Brian D. Ratty is a retired media executive and graduate of Brooks Institute of Photography. Ratty is the author of seven books, including “Tillamook Rock Lighthouse: History and Tales of Terrible Tilly.”

On Nov. 18, Ratty gave a talk to members of the North Coast Newcomers and Social Club book group at the Sweet Shop in Gearhart.

Ratty spoke about Terrible Tilly, sharing lighthouse stories for half-an-hour to a rapt audience. He recalled his grandfather who spent time at the lighthouse, describing what it was like to get to there and life on the rock. He vividly described what it must have been like during the violent winter storms when waves and ocean spray likely crashed in from the top, dousing the keepers with icy water and imperiling their very lives.
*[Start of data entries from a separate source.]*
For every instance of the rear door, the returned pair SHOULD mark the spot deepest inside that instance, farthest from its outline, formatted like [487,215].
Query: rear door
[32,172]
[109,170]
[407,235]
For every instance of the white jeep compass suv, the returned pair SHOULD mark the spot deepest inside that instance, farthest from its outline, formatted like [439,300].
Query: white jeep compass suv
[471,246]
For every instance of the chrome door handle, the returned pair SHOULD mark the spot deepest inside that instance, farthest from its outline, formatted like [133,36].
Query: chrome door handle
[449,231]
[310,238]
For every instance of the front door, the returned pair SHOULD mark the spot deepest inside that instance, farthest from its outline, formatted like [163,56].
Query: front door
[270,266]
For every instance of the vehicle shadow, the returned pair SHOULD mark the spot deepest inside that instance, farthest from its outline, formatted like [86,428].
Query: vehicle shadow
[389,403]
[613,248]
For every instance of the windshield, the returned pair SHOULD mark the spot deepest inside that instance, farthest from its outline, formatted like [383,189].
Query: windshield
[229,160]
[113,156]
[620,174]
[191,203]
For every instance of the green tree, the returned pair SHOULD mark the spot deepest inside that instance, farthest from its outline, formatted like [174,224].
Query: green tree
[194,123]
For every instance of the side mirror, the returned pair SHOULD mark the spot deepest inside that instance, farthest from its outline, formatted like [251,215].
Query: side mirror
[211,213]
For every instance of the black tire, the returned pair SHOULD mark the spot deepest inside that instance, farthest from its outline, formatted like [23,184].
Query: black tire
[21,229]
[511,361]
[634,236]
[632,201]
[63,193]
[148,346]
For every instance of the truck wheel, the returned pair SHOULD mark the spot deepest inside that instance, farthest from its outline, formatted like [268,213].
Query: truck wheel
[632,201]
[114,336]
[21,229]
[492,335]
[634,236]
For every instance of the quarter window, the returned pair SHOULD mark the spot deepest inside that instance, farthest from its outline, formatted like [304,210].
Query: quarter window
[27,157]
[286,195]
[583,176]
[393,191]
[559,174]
He spoke of the gravity-fed outhouse on the lighthouse site, and Franklin Delano Roosevelt’s decision to merge the lighthouse service with the Coast Guard in 1939.

“Not a popular decision with the Coast Guard at the time,” Ratty opined.

Decades ago, the federal government declared the site surplus, and it was sold, several times. Mimi Morrisette, a resident of Cannon Beach, is Terrible Tilly’s current owner. In 1980, she and a business partner, with the help of some investors, purchased the property, sight unseen. Morrisette’s plan was to turn the place into a columbarium to be called Eternity at Sea. Sadly, there were paperwork issues and vandals broke in. A few urns are said to have gone missing. According to a story published in the Astorian last January, Morrisette intends to restore the storm-battered lighthouse and revive the columbarium.

Although “Tillamook Rock Lighthouse” is a nonfiction work, as an author, Ratty said he’s partial to writing historical fiction featuring bold characters. He describes himself as a disciplined writer who writes new material in the mornings and revises in the afternoons. Once a chapter is completed, he hands it over to Tess, his wife, who gives him guidance, comments, and corrections.

Is the lighthouse haunted? someone from the book group wanted to know. This rumor is popular as sometimes it appears a light is shining from within.

Ratty declined to offer his opinion on that subject.

“I’m not a lighthouse expert,” he said, smiling.

He said what he most enjoyed about writing “Tillamook Rock Lighthouse” is that he employed not only his own voice, but voices of real people who had a genuine connection to the lighthouse. Terrible Tilly received its dread-filled nickname as a result of the shattering experiences of those keepers who lived and worked on the site during fearsome, pounding storms. Back in the day, once you were on the rock, there was no way off save by boat, and with no way to call for help, keepers had no choice except to ride the storms out. Some did pay the ultimate price — death — to keep the beacon burning.

These days, common murres and sea lions are the only known residents of the lighthouse.

“The sea lions have taken over,” Ratty said.